(Part 2 – A Starting Place – can be read here)
“My head has got me places in life and… I can’t ignore it, even if all it’s doing right now is picking holes in what my heart is saying”
21st November 2001
How are you? Where are you?
It seems like ages since we’ve been in touch. Where we once had almost daily, and certainly weekly, contact – those beautiful little emails that let me know how things were in your world and that made the distance between us seem so much smaller – now there are only fragments making their way through to me. I don’t know what’s going on in your world anymore and I worry that things are not going well. No, that’s not quite true. I know things aren’t going well. But it’s how badly they’re going that I worry about. I feel guilty about still doing all the normal stuff – going to work every day, having dinner with friends, shopping, going to the pictures – while it seems your life has crumbled around your ears.
When I’m not on guard to the fears that lurk in the back of my mind, I sometimes imagine you sleeping in a gutter, destitute and without support. I hope that’s not how it is, that I’m just blowing everything out of proportion. Still, after the bits you shared with me it’s hard not to imagine that things might be going very badly for you. I wish there was something I could do – I feel so helpless all this distance away.

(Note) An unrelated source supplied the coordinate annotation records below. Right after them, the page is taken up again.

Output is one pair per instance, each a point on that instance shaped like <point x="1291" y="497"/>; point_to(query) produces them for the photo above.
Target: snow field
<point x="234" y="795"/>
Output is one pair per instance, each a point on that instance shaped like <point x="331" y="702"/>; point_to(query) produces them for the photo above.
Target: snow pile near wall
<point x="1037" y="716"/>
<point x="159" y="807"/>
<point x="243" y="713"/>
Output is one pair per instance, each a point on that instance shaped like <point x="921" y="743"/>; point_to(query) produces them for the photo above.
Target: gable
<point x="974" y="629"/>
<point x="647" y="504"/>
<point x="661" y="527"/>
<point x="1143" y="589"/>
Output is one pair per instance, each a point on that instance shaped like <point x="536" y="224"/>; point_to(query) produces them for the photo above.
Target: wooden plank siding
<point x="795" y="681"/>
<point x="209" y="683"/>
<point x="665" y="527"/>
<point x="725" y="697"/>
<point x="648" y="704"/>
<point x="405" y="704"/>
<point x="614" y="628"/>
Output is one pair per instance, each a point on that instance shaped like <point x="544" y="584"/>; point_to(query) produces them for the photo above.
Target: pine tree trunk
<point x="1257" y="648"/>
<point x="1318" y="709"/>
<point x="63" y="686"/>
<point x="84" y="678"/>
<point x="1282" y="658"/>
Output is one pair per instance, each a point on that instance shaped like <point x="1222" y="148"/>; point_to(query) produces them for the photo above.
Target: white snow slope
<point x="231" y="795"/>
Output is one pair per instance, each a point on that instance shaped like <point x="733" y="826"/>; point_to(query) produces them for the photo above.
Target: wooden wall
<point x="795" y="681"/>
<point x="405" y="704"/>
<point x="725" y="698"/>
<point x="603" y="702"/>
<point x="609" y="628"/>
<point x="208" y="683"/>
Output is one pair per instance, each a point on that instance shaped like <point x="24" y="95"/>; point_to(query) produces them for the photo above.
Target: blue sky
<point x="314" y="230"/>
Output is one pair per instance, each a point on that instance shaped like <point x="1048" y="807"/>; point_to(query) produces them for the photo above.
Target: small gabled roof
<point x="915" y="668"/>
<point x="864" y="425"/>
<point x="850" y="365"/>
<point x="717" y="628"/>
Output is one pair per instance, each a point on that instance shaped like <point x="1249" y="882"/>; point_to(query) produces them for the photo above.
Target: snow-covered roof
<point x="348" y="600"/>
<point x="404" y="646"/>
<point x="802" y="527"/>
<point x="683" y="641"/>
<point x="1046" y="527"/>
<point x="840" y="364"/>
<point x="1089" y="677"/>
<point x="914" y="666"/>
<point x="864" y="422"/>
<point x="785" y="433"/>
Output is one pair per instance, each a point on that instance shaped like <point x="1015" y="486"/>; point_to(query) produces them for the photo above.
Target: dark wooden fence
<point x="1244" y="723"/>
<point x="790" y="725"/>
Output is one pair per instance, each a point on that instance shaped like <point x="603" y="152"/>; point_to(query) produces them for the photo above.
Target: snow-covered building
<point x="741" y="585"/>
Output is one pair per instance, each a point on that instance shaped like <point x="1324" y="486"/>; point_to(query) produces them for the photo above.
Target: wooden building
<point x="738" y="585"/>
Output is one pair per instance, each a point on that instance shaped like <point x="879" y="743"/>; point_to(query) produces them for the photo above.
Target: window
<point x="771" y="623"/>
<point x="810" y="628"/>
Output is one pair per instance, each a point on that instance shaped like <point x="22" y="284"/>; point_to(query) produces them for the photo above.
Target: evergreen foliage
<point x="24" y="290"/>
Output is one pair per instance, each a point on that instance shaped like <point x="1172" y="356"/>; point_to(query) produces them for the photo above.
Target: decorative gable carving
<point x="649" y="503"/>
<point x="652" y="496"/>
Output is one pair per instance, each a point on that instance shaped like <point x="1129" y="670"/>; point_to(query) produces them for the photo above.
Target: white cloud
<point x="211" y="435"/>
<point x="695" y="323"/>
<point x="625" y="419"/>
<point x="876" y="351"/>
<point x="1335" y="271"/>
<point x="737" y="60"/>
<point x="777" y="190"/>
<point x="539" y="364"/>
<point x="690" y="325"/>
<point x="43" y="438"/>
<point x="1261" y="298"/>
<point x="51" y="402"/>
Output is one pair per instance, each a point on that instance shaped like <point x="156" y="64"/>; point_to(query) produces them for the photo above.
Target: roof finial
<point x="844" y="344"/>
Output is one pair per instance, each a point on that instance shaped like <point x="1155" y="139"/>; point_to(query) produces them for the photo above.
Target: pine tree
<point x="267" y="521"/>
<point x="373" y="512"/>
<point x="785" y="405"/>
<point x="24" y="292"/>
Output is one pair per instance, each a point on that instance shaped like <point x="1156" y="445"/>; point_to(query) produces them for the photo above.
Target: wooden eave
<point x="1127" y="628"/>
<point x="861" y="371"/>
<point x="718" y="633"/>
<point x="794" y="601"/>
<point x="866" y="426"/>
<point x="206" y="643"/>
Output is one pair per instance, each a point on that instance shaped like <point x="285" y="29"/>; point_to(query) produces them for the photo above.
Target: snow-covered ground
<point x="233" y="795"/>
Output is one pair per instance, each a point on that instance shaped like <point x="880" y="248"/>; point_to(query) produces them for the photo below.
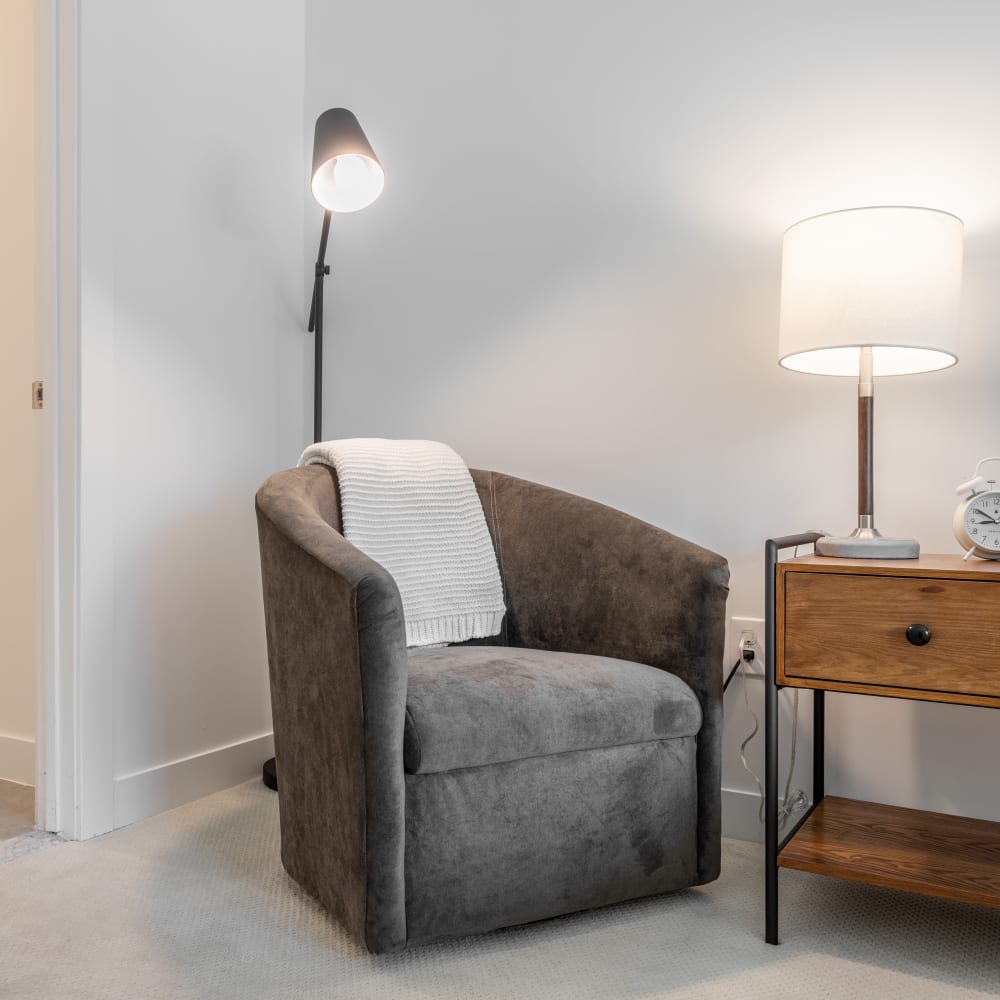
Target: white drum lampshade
<point x="870" y="292"/>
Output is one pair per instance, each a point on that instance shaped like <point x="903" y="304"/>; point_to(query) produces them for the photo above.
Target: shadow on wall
<point x="190" y="656"/>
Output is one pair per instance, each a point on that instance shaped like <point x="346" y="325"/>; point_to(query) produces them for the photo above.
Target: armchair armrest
<point x="582" y="577"/>
<point x="338" y="668"/>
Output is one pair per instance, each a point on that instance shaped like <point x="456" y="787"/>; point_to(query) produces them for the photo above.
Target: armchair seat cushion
<point x="469" y="706"/>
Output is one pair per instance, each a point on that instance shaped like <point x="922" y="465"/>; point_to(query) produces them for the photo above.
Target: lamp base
<point x="867" y="543"/>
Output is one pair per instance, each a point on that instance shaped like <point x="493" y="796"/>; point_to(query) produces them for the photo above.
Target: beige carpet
<point x="195" y="904"/>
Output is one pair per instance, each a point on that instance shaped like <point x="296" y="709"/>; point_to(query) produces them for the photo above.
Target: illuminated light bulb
<point x="348" y="183"/>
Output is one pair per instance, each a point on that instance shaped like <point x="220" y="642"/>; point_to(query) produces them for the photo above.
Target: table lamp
<point x="869" y="292"/>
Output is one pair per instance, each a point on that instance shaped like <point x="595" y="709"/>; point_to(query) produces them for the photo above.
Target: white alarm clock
<point x="977" y="517"/>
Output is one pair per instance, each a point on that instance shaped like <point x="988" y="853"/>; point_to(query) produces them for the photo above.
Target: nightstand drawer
<point x="852" y="629"/>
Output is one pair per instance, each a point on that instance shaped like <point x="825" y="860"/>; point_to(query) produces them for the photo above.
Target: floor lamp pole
<point x="316" y="322"/>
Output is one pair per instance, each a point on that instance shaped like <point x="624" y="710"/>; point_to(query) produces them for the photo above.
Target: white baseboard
<point x="17" y="760"/>
<point x="146" y="793"/>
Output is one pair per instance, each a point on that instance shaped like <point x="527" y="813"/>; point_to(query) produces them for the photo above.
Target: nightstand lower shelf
<point x="931" y="853"/>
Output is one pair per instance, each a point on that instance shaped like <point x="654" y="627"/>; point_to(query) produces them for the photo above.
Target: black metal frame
<point x="316" y="322"/>
<point x="771" y="845"/>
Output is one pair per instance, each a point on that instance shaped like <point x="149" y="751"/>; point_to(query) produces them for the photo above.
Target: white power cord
<point x="793" y="802"/>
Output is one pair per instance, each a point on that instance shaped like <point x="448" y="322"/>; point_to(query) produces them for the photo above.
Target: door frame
<point x="74" y="743"/>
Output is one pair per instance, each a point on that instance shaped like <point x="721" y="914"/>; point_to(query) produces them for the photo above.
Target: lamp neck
<point x="866" y="421"/>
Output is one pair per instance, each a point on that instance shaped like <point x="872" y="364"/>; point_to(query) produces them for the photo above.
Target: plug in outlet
<point x="753" y="630"/>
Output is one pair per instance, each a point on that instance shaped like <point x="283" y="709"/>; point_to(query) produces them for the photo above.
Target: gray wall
<point x="192" y="157"/>
<point x="573" y="276"/>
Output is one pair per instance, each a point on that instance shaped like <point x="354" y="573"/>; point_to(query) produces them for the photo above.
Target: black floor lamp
<point x="346" y="177"/>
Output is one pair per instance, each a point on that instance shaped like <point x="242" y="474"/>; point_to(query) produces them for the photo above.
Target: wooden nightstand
<point x="927" y="629"/>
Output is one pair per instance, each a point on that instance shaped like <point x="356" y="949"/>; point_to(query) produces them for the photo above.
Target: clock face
<point x="982" y="521"/>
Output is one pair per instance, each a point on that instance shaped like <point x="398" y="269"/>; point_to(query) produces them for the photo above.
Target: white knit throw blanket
<point x="412" y="507"/>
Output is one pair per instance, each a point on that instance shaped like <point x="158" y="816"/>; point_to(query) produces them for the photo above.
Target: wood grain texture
<point x="950" y="856"/>
<point x="844" y="627"/>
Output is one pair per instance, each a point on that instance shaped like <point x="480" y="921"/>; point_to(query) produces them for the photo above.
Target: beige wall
<point x="17" y="362"/>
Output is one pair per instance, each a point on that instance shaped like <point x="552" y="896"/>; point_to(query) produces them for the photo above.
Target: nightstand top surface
<point x="932" y="564"/>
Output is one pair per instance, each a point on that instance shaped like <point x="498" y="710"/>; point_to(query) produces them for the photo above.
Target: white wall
<point x="17" y="370"/>
<point x="573" y="276"/>
<point x="192" y="163"/>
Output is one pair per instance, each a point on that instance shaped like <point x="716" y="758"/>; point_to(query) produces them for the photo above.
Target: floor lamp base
<point x="867" y="543"/>
<point x="269" y="774"/>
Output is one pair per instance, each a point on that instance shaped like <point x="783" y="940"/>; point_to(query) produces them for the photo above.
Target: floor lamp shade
<point x="868" y="292"/>
<point x="346" y="173"/>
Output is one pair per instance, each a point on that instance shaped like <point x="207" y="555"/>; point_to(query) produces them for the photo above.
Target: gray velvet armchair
<point x="570" y="762"/>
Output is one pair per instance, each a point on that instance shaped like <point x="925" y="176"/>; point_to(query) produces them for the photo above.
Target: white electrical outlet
<point x="752" y="628"/>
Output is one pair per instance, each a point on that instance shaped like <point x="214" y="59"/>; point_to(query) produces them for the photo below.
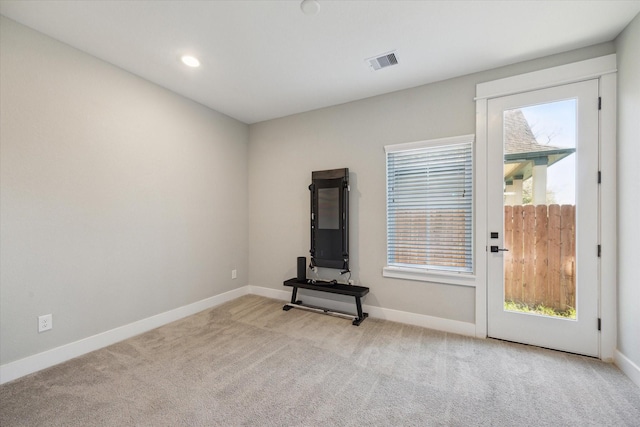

Here, I’m carrying on pretty much as I was. Learning to adjust to the life of a separated mother and all that means for me, as well as for my daughter and for her father. It’s not easy but it could be a lot worse and I’m grateful that we’re managing to muddle our way through. There are times when the sight of her little face reminds me of the nights when she’s absent from my life – nights when I can’t simply pop into her bedroom to check up on her, or to kiss her while she’s sleeping because she‘s with her father. It can be heartbreaking, but I try not to dwell on it. She seems to be taking the separation in her stride – even loves my new apartment – and I don‘t want to be introducing more sadness into the atmosphere around her than is necessary.
It’s also hard to have to distance myself slightly from someone who was my friend, never mind my husband, for so many years out of respect for his need to come to terms with what has happened. It seems unfair on him to be as openly loving as I may feel at times when he might interpret that as a desire on my part for reconciliation. So I keep my emotional distance from him and try to avoid too much sadness around her – not always easy to do. You know all this, though. You’ve had your own share of it.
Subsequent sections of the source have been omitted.